You can also change the brightness and set various lighting effects and animations. Regrettably, though, Logitech hasn’t made the RGB logo on the mouse’s top one of configurable zones, so it just displays a fusion of colors from your other color selections. While it would have been nice to have independent control of the logo, there’s still plenty of customization available to keep you busy for a long while.

Logitech G203 LightSync: Performance

Budget gaming mice can vary considerably when it comes to their sensors, with resolutions ranging anywhere from 1,200 up to 24,000 DPI. Categorizing the G203’s 8,000 DPI sensor on this scale, it sits up from the bottom but still towards the lower end. This puts it just below near rivals the Razer Viper Mini and SteelSeries Rival 3. That’s about where performance lies too, which is to say, it’s decent, but not perfect.

On the whole, though, the G203’s sensor proved responsive and dependable. It tracked well in a range of games, from first-person shooters to RPGs. However, in some games where large, fast movements were necessary, it must be said that the G203’s sensor struggled slightly, showing up visible ghosting that would undoubtedly be a disadvantage in esports matches or serious competitive matches.

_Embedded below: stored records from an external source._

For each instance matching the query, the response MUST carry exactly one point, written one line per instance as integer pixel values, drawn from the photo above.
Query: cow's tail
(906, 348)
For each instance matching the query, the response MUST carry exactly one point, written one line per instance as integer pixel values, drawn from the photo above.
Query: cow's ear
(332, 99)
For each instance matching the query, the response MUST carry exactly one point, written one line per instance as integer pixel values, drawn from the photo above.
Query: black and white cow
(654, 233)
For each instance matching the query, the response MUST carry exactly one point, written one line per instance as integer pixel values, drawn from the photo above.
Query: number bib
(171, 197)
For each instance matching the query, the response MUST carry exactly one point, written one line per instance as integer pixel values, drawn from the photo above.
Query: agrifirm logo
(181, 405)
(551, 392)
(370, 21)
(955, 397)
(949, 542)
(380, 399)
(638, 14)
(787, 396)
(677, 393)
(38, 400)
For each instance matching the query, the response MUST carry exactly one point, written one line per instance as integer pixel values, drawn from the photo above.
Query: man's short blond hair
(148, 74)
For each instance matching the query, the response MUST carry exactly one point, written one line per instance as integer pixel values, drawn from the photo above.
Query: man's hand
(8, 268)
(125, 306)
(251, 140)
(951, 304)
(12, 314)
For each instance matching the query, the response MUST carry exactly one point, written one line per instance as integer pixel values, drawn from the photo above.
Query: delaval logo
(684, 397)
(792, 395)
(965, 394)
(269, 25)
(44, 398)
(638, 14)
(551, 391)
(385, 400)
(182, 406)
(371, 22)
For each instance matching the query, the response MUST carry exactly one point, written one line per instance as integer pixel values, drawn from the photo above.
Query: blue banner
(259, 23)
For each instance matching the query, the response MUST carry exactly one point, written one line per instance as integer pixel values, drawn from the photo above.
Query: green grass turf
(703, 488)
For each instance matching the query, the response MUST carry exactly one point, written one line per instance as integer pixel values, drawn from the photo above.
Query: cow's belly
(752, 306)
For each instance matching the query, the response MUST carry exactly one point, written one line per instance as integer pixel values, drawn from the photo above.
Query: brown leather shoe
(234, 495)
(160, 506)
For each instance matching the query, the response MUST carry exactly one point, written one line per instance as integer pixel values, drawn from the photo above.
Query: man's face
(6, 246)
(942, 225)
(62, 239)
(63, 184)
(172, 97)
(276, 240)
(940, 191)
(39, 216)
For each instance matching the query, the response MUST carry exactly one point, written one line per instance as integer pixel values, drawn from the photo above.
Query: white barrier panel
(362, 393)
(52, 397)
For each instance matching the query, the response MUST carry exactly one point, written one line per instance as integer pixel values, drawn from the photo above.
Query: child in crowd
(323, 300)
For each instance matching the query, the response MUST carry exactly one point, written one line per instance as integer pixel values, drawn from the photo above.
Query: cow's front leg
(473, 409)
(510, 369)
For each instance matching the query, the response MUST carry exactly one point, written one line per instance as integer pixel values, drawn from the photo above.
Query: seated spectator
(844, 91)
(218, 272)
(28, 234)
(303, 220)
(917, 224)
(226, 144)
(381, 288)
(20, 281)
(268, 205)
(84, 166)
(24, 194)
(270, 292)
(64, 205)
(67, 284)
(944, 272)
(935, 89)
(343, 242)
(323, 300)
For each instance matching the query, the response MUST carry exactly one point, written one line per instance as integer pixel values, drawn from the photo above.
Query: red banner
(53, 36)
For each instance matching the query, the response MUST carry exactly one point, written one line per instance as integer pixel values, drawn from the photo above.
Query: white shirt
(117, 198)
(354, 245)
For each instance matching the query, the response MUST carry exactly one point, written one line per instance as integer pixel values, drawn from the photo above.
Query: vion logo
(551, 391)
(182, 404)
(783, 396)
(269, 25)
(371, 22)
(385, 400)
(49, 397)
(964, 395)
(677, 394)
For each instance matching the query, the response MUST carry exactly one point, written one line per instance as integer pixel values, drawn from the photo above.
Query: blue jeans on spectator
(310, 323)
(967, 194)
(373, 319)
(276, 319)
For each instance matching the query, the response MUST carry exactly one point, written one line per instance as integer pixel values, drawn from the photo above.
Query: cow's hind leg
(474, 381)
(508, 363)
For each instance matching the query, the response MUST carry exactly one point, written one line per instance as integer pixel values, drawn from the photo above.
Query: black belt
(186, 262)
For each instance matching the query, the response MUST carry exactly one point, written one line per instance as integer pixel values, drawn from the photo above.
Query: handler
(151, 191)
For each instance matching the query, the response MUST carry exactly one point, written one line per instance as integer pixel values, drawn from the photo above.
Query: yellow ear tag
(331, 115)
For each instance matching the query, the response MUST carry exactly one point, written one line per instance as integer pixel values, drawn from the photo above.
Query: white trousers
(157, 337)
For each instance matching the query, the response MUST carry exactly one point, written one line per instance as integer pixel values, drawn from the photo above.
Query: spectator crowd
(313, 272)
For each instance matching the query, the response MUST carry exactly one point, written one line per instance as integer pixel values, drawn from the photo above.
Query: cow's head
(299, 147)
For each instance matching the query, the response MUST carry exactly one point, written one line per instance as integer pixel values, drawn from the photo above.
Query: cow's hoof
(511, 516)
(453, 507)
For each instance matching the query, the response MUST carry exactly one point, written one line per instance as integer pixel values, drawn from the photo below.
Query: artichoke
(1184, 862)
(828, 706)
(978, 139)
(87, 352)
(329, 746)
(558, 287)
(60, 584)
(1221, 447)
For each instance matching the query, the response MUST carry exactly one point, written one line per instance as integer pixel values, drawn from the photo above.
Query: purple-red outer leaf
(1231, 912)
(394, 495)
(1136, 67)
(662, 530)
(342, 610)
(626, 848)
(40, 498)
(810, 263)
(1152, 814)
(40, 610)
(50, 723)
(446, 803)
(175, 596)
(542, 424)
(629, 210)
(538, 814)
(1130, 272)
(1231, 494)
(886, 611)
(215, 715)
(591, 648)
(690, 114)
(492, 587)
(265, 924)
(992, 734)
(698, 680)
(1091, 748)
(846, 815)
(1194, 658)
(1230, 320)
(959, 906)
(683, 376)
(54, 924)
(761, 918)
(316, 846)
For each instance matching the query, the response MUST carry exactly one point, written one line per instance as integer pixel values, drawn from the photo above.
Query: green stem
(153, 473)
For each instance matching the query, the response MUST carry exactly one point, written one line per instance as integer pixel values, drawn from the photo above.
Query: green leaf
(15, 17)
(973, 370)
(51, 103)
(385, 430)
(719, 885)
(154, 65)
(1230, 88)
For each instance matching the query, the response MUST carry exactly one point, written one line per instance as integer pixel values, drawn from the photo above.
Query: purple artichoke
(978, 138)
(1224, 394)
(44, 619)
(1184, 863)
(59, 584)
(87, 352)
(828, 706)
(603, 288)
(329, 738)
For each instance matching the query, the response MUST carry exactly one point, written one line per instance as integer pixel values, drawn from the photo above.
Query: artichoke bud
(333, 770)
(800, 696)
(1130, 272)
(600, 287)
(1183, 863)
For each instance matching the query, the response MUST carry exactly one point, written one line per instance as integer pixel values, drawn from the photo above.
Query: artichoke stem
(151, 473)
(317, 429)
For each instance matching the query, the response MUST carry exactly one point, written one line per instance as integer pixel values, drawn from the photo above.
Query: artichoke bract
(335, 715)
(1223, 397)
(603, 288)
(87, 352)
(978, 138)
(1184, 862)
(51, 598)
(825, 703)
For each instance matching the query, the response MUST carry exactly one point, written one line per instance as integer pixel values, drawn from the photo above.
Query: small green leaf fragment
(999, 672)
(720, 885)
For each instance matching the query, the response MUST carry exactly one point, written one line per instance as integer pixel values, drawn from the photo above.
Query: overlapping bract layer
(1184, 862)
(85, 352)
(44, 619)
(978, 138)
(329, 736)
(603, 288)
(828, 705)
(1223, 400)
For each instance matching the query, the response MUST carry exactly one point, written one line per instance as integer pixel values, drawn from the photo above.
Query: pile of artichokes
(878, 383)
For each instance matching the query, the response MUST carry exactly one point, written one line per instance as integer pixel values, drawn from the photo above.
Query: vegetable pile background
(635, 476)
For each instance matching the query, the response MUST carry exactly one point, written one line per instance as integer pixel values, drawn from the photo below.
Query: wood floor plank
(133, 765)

Additionally, if you’re prone to lifting your mouse, the G203 isn’t your best option, since it tends to have a higher lift-off distance than some other budget gaming mice. These drawbacks aren’t unexpected for the G203’s price, or things that you should necessarily worry about for causal gaming, but they may turn off some gamers who require a more flawless gaming experience.

What did impress, however, was the G203’s click latency, which is arguably the fastest I’ve seen in a budget gaming mouse. What’s more, the buttons fired off with a satisfying audible click.

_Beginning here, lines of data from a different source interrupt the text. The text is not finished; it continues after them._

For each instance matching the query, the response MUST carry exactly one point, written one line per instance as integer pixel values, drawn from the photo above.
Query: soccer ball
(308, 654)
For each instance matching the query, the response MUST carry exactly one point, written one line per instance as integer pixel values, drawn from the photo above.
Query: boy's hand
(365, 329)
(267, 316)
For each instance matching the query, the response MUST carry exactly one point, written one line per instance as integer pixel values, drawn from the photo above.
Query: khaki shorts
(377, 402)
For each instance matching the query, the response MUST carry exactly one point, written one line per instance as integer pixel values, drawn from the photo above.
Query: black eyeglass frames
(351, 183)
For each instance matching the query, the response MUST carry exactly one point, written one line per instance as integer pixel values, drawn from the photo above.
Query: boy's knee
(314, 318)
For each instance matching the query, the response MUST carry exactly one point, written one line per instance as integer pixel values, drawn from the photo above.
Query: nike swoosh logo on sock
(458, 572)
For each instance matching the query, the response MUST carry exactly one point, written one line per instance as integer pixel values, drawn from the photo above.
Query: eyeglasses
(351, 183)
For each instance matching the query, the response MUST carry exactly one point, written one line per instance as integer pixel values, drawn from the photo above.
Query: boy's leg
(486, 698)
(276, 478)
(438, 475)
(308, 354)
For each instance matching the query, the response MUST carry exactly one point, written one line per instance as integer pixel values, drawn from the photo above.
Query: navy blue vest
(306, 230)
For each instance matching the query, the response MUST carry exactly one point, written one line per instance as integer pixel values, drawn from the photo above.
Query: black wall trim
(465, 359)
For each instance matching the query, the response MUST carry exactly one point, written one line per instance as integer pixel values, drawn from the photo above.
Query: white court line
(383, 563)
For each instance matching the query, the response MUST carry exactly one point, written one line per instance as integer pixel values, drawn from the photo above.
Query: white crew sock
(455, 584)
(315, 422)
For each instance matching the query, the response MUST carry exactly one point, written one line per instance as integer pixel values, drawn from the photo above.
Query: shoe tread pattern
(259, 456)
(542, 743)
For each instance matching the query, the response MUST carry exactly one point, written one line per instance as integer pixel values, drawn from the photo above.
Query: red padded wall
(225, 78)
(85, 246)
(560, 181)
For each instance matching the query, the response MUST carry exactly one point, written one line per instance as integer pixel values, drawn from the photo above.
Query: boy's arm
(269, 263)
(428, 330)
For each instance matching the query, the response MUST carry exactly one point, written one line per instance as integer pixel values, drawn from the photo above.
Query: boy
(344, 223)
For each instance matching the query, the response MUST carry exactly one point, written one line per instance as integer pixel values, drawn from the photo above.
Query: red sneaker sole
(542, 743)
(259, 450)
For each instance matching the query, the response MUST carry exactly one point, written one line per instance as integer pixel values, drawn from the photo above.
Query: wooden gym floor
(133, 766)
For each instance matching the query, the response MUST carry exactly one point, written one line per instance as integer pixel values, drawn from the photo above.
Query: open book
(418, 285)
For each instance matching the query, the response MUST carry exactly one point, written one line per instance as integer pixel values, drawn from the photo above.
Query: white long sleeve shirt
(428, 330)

Being able to change the DPI settings in smaller increments than competitors like the Rival 3 also proved really useful for targeting in first-person shooters, since I could more precisely find a DPI setting (and hence a targeting sensitivity) for different weapons classes—this being necessary since different weapons/character classes can be subject to different game physics.

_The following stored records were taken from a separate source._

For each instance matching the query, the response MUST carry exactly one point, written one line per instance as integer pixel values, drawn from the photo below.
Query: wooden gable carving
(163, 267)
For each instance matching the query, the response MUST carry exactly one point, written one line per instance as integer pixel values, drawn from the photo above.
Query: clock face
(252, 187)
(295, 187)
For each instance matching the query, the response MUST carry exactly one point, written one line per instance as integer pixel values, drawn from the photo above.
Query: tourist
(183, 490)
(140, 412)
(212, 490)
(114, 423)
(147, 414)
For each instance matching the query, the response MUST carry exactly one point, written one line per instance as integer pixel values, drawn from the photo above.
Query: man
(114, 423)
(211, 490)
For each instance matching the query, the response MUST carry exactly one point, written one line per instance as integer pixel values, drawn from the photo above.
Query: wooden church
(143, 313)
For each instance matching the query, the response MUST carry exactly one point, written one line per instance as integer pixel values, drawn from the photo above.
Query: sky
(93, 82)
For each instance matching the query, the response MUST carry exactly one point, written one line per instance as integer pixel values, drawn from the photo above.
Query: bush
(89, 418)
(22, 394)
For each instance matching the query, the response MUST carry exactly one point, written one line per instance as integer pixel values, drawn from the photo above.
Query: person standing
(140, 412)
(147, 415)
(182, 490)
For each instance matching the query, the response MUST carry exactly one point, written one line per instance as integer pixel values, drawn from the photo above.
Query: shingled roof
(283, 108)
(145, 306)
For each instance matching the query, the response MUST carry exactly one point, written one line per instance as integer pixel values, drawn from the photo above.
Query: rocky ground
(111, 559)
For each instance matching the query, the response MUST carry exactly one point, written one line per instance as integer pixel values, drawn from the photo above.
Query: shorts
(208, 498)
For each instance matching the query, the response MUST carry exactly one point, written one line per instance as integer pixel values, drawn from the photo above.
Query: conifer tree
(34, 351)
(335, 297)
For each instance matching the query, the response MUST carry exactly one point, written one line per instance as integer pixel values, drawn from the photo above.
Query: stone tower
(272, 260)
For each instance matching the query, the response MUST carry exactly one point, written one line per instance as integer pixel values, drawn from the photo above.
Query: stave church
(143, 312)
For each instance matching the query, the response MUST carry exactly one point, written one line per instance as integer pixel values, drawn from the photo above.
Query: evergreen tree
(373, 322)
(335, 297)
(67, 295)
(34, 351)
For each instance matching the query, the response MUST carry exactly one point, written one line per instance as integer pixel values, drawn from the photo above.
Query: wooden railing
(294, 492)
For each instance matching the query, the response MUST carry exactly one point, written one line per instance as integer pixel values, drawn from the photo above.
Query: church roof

The Logitech G203’s DPI settings can be personalized in the G Hub app.

Dominic Bayley / IDG

The mouse’s small design also proved an asset, keeping my hand comfortable and relaxed even after long gaming stints. Ambidextrous mice tend to feel wand-like, allowing you to point them precisely at targets as if you’re pointing a straight stick. This was the case with the G203, its miniature size allowing me to frame up targets a mere few millimeters wide in my field of view, thereby improving my precision.

Conclusion

The Logitech G203 LightSync may be a budget buy but it dishes up plenty of comfort and precision control in games thanks its small body and ambidextrous design that resembles mice in the esports category. While its 8,000-DPI sensor isn’t outstanding, it’s a capable performer in most causal games. Plus, the G203’s RGB lighting adds a welcome touch of color to your gaming den.